I’ve only hear good things about these, and I’m in the process of trying to get my hands on a pair for a proper hands-on review. But there’s nothing but praise for these and I have a lot of respect for one guy going up against all the big corporations.
However, getting your hands on a pair of Adams Boxing shoes are not easy. You need to contact the owner on his Facebook page, and request a pair — something which costs over $150 and takes months of waiting.
And hey, if Manny is ordering a custom pair, they have to be somewhat decent right?
Best Boxing Shoes for Wide Feet
Some people have wide feet and this can make for some uncomfortable fits as the typical boxing shoe caters people with the average foot width. I personally don’t have wide feet, so this recommendation is from what I’ve heard other people talk about (and a bit of research on my part). Adidas, Nike, and Cleto Reyes do not make wide-foot friendly shoes from what I’ve seen in my own boxing shoes.
These shoes have a very wide frontal area making them ideal (and affordable) for wider feet. Rival make a decent mid-range boxing shoe. Personally, I prefer Adidas or Nike boxing shoes over Rival, but Rival shoes beat out TITLE, Everlast, and Lonsdale — the other mass market boxing brands — in terms of quality. They are also better looking, I feel, than the Londsale. Get a pair of these and you’ll save a huge pile on having to try and order a custom boxing shoe for wide feet.
Lonsdale Boxing Shoes (Also Good)
I’m not a fan of the Londsale boxing brand. They’ve gone the way of Everlast and produce mass market, crappy quality boxing gear. They used to be a legit company, but not anymore. However, from what I’ve heard and from what I’ve read, Lonsdale makes their shoes quite wide. This means if you have wide feet and you don’t want to pay a premium for custom shoes (or a hard to find, expensive brand), you may want to go with Lonsdale for your boxing shoes. This is probably the most affordable option.
ASICS Split Second Wrestling 9 (Also Good)
If you don’t mind wearing wrestling shoes for your boxing, then get the ASICS Split Second Wrestling. These are great workout shoes, great for MMA training, and decent boxing shoes (though a bit on the grippy side which may affect your foot pivots).
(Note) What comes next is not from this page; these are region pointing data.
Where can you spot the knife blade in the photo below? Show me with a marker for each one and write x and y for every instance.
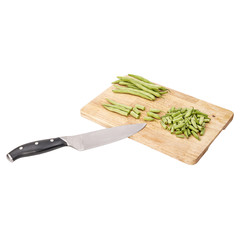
(79, 142)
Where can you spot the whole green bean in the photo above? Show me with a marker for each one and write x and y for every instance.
(119, 104)
(139, 78)
(135, 115)
(140, 107)
(202, 131)
(176, 114)
(180, 136)
(154, 115)
(195, 135)
(148, 119)
(180, 125)
(128, 84)
(124, 113)
(134, 81)
(193, 122)
(136, 111)
(178, 132)
(189, 112)
(193, 128)
(134, 92)
(140, 86)
(118, 107)
(154, 110)
(163, 124)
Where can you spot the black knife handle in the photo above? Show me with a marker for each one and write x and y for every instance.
(34, 148)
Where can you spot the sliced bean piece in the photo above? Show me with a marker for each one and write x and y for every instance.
(135, 115)
(148, 119)
(154, 110)
(116, 110)
(136, 111)
(140, 107)
(154, 115)
(119, 104)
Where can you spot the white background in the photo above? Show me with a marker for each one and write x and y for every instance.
(56, 56)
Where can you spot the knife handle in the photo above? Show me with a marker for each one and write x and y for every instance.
(34, 148)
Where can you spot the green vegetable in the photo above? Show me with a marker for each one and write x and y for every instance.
(117, 107)
(154, 115)
(163, 124)
(180, 136)
(112, 109)
(140, 107)
(148, 119)
(134, 92)
(195, 135)
(139, 78)
(130, 85)
(135, 81)
(118, 104)
(135, 115)
(185, 122)
(154, 110)
(136, 111)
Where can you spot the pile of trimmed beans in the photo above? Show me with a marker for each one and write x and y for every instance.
(184, 122)
(138, 86)
(135, 111)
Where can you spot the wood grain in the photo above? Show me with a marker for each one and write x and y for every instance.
(153, 135)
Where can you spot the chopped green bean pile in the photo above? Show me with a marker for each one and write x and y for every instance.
(139, 86)
(184, 122)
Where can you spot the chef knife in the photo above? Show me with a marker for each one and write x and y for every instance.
(80, 142)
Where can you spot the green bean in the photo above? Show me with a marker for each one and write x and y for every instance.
(118, 107)
(130, 85)
(119, 104)
(200, 113)
(164, 120)
(148, 119)
(164, 92)
(154, 110)
(202, 131)
(176, 114)
(134, 81)
(193, 122)
(136, 111)
(180, 136)
(169, 120)
(116, 110)
(193, 128)
(140, 107)
(183, 110)
(140, 86)
(154, 115)
(163, 124)
(135, 115)
(178, 132)
(195, 135)
(189, 112)
(185, 133)
(139, 78)
(136, 92)
(180, 125)
(117, 81)
(177, 119)
(206, 120)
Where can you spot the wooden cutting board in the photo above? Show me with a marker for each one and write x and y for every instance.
(153, 135)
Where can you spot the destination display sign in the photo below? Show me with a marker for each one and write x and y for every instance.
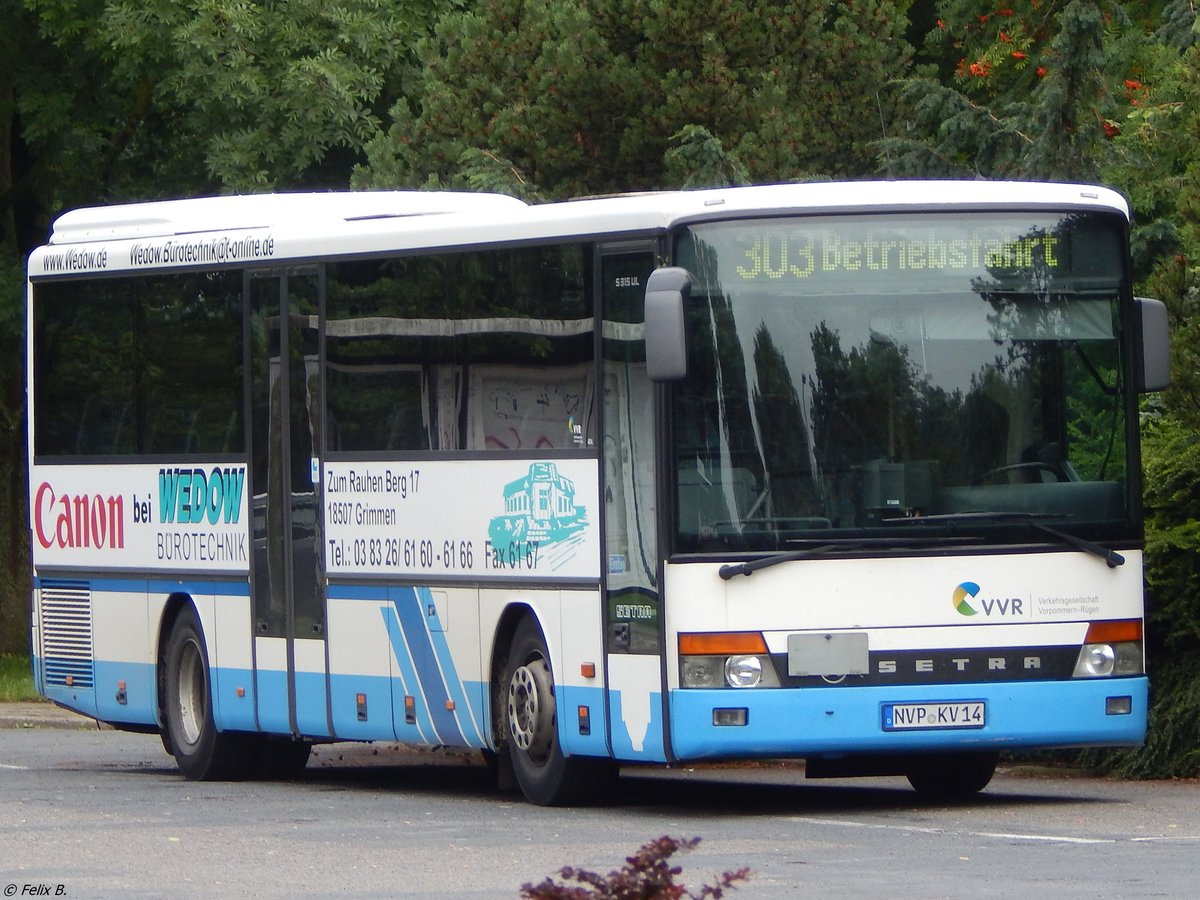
(888, 252)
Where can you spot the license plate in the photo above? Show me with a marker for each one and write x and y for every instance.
(958, 714)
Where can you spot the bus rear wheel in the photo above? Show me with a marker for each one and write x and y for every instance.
(531, 724)
(947, 777)
(202, 753)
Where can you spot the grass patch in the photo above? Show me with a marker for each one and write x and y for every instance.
(16, 679)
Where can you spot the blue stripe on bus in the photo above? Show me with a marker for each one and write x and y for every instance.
(413, 622)
(817, 720)
(408, 685)
(150, 586)
(465, 712)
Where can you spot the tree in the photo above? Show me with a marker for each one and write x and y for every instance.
(1021, 90)
(120, 100)
(595, 96)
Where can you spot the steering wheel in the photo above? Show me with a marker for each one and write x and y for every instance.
(1033, 466)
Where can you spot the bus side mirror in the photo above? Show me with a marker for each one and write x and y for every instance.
(666, 347)
(1155, 370)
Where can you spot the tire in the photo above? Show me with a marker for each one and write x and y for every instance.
(202, 753)
(949, 777)
(529, 719)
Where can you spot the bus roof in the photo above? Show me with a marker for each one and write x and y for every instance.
(265, 229)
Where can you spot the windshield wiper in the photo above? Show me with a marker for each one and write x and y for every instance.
(753, 565)
(1111, 558)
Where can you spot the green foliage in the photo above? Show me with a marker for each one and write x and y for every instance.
(599, 96)
(1021, 90)
(268, 91)
(646, 875)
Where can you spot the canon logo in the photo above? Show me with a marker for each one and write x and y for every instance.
(78, 521)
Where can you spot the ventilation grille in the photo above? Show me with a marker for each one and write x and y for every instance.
(66, 634)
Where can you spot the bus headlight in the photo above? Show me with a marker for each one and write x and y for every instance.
(725, 660)
(701, 672)
(1103, 660)
(743, 671)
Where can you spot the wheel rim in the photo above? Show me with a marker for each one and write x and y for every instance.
(192, 694)
(532, 709)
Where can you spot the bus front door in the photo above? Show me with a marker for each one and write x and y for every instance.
(291, 658)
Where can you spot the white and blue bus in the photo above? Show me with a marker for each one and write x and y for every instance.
(835, 472)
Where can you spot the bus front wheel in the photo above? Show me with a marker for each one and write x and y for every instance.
(202, 753)
(947, 777)
(531, 724)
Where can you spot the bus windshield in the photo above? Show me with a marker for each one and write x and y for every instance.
(849, 372)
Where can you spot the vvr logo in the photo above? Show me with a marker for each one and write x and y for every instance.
(969, 603)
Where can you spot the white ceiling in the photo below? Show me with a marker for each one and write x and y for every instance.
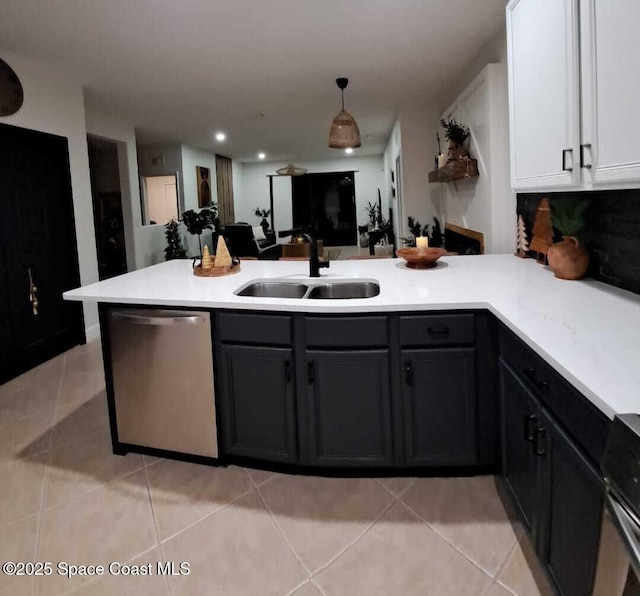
(263, 72)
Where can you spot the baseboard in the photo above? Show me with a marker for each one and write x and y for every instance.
(93, 332)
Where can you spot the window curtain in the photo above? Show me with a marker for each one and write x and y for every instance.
(224, 179)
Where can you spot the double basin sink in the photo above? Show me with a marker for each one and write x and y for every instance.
(333, 290)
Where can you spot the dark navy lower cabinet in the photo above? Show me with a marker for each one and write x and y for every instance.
(550, 479)
(572, 501)
(520, 414)
(439, 389)
(258, 402)
(348, 402)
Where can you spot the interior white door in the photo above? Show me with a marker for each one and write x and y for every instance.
(544, 100)
(610, 90)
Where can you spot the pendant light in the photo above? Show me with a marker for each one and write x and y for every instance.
(344, 132)
(291, 170)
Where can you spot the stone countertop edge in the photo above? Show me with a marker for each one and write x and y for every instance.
(586, 330)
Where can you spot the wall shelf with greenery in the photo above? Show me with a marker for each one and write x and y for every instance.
(455, 170)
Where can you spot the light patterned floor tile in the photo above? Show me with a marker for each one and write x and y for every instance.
(25, 437)
(468, 513)
(84, 465)
(321, 516)
(396, 485)
(522, 574)
(401, 555)
(21, 485)
(307, 589)
(74, 422)
(18, 543)
(122, 584)
(112, 523)
(184, 493)
(237, 551)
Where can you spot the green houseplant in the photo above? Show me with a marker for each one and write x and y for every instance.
(456, 134)
(568, 259)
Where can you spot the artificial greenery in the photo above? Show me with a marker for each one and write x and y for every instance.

I’d rate this better than the Rival and Lonsdale choices above on quality, though I wish they made a pair of dedicated boxing shoes (while I prefer wrestling shoes over running shoes for boxing, boxing shoes are still better for pure boxing over wresting shoes). Still, if you don’t mind the extra grip at the bottom, or you want shoes for MMA or some casual boxing and you have very wide feet, these will do wonderfully.
The Final Word
This list has just about a boxing shoe for every person out there, no matter what you are looking for. If you’ve never worn boxing shoes before, well, you are in for a real treat.
Putting on a pair of boxing shoes — ANY — is probably the easiest way to ‘improve’ your boxing footwork right away, which will improve your overall boxing. It’s not going to make a bad boxer a good boxer, or even a passable boxer, but it will make you better than you are.
I recommend most people who start out to get one of the cheaper, starter boxing shoes recommended here. You don’t need to spend more than $60 or so bucks on a pair of boxing shoes. For more advanced boxers, competitive boxers, or for people who are looking to upgrade their boxing shoes to something ‘better’, then you might want to invest in one of the premium boxing shoes that are over $100 to get a more supportive, lighter, and generally better constructed boxing boot.
If you have any specific recommendations or picks you like, please share them in the comments! I will keep this list updated as new models come out.